A Query About Submitting a Pull Request for New Features

57 views

Skip to first unread message

Grant McNulty (500 Year Archive)

unread,

Sep 20, 2017, 2:27:36 AM9/20/17

to AtoM Users

Hello,

We have developed some new features that we think would be a worthwhile addition to AtoM's core. We have developed on v 2.3.1 but I understand that some of the plugins should be independently upgradeable as standalone components. The features include:

User registration: New users can register themselves, create short bios etc. Administrator receives notification of new user.
Comment and Upload: Once registered, users can comment on existing records. Comments are nest and include a a gravatar / bio for each user. Uploading is through an upload form, following which links to uploaded resources can immediately be posted in comments. All comments and uploads are held in a moderation queue before being published.
Enhanced Search Functionality: All search terms are highlighted in yellow in search. Highlighting of terms is passed through to the individual records (like archival descriptions and authority records) and to PDFs, where applicable. So, if you search for the term 'hat' it will be highlighted in search results, on the actual archival description / authority record etc. and anywhere that 'hat' might occur in a PDF (once you click through to it). If the original search term only appears in the PDF, it is still highlighted in yellow.
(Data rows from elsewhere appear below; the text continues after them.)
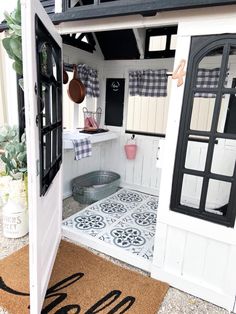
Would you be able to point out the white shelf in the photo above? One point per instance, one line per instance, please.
(68, 136)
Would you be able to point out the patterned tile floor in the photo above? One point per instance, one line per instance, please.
(126, 219)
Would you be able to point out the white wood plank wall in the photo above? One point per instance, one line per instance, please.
(191, 262)
(140, 173)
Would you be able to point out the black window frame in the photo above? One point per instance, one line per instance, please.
(50, 152)
(167, 31)
(200, 46)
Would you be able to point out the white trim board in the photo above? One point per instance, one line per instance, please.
(200, 290)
Some of these features have been developed as standalone plugins, while others (particularly the search feature) have required us to fork AtoM's core code.

I am just wondering about trying to incorporate these features into AtoM's core codebase. I understand that we can submit a pull request for Artefactual's coders to review our work, but who decides whether or not features should be included in AtoM's trunk codebase - is it the users of AtoM who might want these features or Artefactual as the lead developers? I understand that money and time are factors - there are costs for Artefactual to review and for our developers to make the necessary changes and both of these activities take time. How do we plan / budget for these?

Thank you,

Grant

Dan Gillean

unread,

Sep 20, 2017, 12:11:02 PM9/20/17

to ICA-AtoM Users

Hi Grant,

Thanks for sharing this! These features sound great. Thank you as well for the great questions. These type of queries come up fairly often, so I'm going to take some time in answering - apologies in advance for the length!
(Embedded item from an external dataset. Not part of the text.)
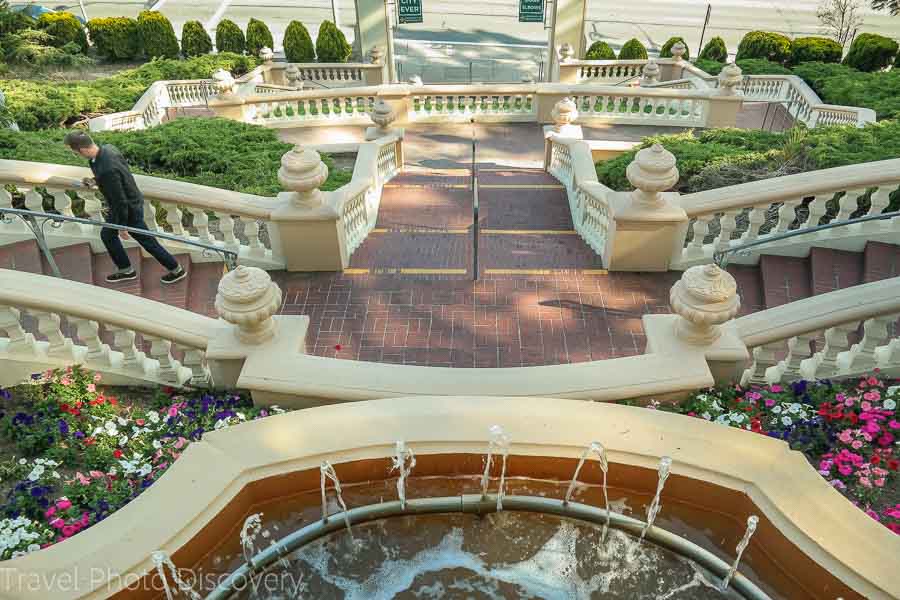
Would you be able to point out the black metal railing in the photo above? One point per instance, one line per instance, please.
(36, 221)
(721, 257)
We've previously tried to answer some of these questions on the following wiki page, but based on some of our more recent experiences, this wiki page may require further revision. In any case, this is a good place to start:

https://wiki.accesstomemory.org/Development/Recommendations

As to the question of who decides what gets merged... from one perspective, you could say that it is us at Artefactual - we are the ones who have to maintain the new code through subsequent releases, ensure it works with other features, make sure any new strings can be translated, and who will have to write and maintain the documentation as well (though of course we welcome documentation pull requests as well and have basic wiki resources and slide deck on submitting small changes available), and answer forum questions about how it works and how it breaks. When users submit code to us, we have to invest a lot of unpaid time to review the code, suggest fixes and improvements, resolve issues, manage merge conflicts, testing, and more - and as a small company that gives away all of its core resources, we don't always have the capacity to take this on.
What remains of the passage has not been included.